Here the absence of animals becomes a kind of presence, a full emptiness that borders on a Zen koan. The poem’s final line evinces the savage clarity of expression that Welch insists on. And yet, his poems aren’t all quiet meditations or paeans to the Buddha mind.

Welch didn’t just have an interest in Zen, he also had an interest in guns and alcohol. At its most natural, his voice is that of a backwoods Buddha, a bourbon-drinking bodhisattva. It is humorous, profound, charming, and unlike much else in American poetry. “He Greets, Again, The Open Road” begins:

Shut the shack door,
packed the car, and
drove to San Francisco
400 miles through valleys of larks–

                              the hills that year so green a
                              sheen of gold cast over them
                              as if the eye just couldn’t
                              stand such green…

But I don’t care in my Survival Car when
O, my Lady loves to ride with me!

                              hot whiskey
                              long concrete
                              back seat
                              rifle food & sleeping bag…

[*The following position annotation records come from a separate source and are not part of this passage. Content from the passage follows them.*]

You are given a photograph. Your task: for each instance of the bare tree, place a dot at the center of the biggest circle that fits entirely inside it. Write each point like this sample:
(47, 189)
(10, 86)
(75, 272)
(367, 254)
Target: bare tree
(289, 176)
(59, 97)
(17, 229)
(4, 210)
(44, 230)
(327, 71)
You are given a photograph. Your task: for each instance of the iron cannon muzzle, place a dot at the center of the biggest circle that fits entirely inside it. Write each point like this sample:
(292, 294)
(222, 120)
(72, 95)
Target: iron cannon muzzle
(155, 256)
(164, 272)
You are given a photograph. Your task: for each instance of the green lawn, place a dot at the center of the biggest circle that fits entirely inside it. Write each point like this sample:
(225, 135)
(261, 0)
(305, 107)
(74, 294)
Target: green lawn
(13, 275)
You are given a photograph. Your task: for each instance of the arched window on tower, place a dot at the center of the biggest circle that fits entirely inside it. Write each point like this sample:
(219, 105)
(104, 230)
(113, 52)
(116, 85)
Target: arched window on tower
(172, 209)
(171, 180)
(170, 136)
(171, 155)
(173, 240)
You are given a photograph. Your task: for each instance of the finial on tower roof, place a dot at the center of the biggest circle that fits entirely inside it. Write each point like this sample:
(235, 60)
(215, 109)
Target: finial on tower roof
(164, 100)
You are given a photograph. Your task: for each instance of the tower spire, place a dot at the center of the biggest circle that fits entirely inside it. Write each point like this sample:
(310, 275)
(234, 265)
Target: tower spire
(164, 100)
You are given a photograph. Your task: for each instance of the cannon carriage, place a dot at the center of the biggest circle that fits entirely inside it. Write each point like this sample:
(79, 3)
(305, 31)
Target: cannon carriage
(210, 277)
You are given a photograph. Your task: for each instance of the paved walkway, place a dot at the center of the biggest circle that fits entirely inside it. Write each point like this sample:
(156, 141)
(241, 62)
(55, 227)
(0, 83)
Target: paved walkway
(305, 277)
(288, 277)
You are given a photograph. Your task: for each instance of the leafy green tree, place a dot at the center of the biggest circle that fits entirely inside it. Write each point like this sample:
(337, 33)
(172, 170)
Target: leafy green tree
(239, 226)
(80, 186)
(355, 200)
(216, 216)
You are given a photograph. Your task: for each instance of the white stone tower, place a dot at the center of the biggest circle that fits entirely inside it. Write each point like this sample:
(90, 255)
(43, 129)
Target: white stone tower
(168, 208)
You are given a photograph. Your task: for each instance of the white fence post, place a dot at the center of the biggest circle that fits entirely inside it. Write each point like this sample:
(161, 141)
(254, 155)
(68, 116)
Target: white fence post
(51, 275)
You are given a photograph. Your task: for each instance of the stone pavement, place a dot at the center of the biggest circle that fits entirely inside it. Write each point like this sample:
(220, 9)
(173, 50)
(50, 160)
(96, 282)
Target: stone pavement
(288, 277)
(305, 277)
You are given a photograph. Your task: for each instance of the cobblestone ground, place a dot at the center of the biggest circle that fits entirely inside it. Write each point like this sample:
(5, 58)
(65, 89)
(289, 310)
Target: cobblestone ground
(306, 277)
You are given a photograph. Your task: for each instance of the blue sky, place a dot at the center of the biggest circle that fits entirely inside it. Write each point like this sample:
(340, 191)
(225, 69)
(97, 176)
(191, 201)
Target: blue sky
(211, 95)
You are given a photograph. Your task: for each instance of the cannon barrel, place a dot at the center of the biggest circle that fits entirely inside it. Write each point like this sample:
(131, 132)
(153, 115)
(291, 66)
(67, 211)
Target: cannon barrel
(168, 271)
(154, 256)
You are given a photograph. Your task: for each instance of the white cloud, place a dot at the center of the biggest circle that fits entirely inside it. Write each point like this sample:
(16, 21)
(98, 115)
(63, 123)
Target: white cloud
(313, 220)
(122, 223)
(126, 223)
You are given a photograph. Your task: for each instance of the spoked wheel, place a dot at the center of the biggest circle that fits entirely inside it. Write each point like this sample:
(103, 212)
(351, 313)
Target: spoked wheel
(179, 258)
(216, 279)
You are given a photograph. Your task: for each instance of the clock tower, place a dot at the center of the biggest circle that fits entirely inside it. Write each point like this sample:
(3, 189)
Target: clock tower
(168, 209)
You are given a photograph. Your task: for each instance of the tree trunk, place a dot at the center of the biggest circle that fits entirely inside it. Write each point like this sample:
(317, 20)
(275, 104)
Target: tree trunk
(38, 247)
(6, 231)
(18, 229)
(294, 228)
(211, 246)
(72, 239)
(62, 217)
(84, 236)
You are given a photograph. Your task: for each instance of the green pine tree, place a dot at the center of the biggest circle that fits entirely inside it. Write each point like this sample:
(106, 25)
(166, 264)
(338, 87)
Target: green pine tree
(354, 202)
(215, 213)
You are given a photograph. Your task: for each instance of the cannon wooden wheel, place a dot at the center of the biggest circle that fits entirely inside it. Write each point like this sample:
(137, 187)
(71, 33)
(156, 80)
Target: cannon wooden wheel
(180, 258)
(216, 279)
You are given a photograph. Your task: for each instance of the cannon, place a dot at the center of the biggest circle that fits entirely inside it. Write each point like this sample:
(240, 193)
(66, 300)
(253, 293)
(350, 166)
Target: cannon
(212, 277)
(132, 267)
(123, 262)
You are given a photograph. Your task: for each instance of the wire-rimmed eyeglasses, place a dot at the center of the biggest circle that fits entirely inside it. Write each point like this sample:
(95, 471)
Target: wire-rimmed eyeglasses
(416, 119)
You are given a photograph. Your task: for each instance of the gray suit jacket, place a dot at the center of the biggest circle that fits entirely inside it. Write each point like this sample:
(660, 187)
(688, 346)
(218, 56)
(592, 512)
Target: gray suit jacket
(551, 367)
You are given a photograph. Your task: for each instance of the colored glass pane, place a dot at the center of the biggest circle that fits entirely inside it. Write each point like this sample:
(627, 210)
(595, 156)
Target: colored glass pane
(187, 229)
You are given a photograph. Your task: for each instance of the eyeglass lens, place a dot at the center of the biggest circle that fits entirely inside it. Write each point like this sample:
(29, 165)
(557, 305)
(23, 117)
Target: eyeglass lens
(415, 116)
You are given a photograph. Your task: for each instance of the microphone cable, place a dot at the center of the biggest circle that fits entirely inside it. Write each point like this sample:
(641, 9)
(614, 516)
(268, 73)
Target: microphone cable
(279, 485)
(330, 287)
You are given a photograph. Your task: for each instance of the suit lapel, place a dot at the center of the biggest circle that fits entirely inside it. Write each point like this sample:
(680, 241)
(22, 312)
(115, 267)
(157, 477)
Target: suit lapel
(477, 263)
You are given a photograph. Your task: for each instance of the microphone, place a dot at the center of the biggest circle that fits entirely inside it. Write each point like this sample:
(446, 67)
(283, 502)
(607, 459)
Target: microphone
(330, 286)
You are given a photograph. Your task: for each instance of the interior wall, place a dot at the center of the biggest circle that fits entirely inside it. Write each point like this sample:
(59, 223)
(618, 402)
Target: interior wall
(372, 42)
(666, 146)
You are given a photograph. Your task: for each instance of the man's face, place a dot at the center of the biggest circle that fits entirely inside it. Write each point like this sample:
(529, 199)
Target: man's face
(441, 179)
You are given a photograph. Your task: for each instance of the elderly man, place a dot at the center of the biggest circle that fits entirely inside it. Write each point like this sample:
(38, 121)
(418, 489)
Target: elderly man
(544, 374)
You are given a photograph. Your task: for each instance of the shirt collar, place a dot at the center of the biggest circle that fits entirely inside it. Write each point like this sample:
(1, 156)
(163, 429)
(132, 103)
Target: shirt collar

There is a vibrancy in Welch’s work that is one of the attractive features of Beat poetry. What is refreshing, however, is that his focus is not on himself most often, but rather on the mind in the world, gazing, considering, yearning for transcendence. Ring of Bone is an important and welcome publication that will bring this significant poet into wider consideration. There is so much here to feast on, from the first American Zen koan, to graffiti, to wobbly rocks. These poems constantly open themselves to further interpretation, as does the “ring of bone,” which, in the poem “I Saw Myself,” is both a circle and “what a bell does.”